Sustained delivery. A key way to reduce the injection burden, of course, is via sustained delivery. “No one likes injections,” notes Dr. Freund. “But now Genentech has an implantable port that’s a refillable reservoir. Theoretically, you’d only have to do two refills a year.”

Dr. Rosenfeld says that data from the LADDER study, involving Genentech’s Port Delivery System with ranibizumab, was presented at the FLORetina meeting. “It appears to provide some extended benefit for patients,” he says. “Less-frequent dosing was needed. In addition, there’s a sustained-release tyrosine kinase inhibitor from Graybug Vision (Redwood City, California) that may or may not prove to be a long-term solution for this problem.” 

Home monitoring. “The key to monitoring those lesions is going to be some kind of home monitoring that’s reliable,” notes Dr. Rosenfeld. “Our dream device would be an OCT that a patient could use every day, or every other day. That would allow us to identify exudation as soon as it develops. Home OCT monitoring would be useful for following patients who have non-exudative, neovascular lesions that we can identify with OCT angiography, who are at high risk for exudation, as well as patients on a treat-and-extend regimen. If they were testing themselves with home OCT monitoring, we’d know as soon as the fluid develops or recurs.

“Notal Vision has a prototype that’s being tested that uses an AI algorithm capable of picking up exudation,” he continues. “There are other strategies being developed as well, but the Notal Vision device may become available within a year or two. Patients wouldn’t buy the instrument; it would be more of a lease situation. Medicare currently covers the cost of home monitoring, so for a nominal fee, perhaps in addition to Medicare coverage, you’d be able to have your patients monitored at home.”

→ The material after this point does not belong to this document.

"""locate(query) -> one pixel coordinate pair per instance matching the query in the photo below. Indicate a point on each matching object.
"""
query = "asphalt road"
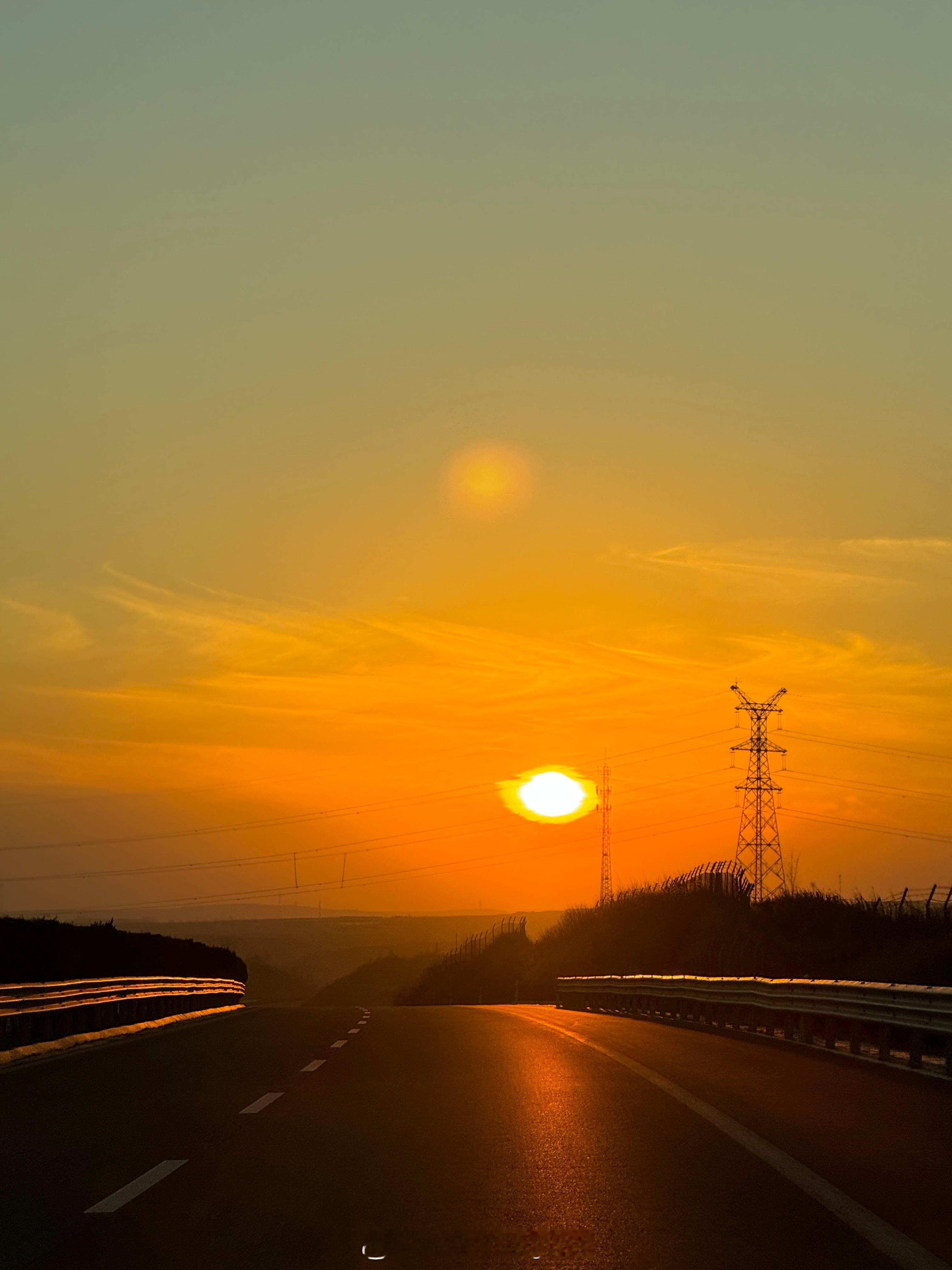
(461, 1137)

Gene therapy. “Two companies have gene therapies that involve injecting a viral vector into the eye,” says Dr. Freund. “Adverum Biotechnologies is in a Phase I trial with an intravitreal injection, and Regenxbio will soon be conducting a Phase II trial involving subretinal delivery of gene therapy. The viral vector inserts DNA into cells in the eye, so they start to produce either ranibizumab or aflibercept on their own. Theoretically, you could inject it once and you’d be done. To me that’s very exciting.”  REVIEW

 

Dr. Freund is a consultant for Allergan, Novartis, Zeiss, OptoVue and Heidelberg Engineering, and receives research support from Genentech Roche. Dr. Rosenfeld has received research funding from and is a consultant for Carl Zeiss Meditec.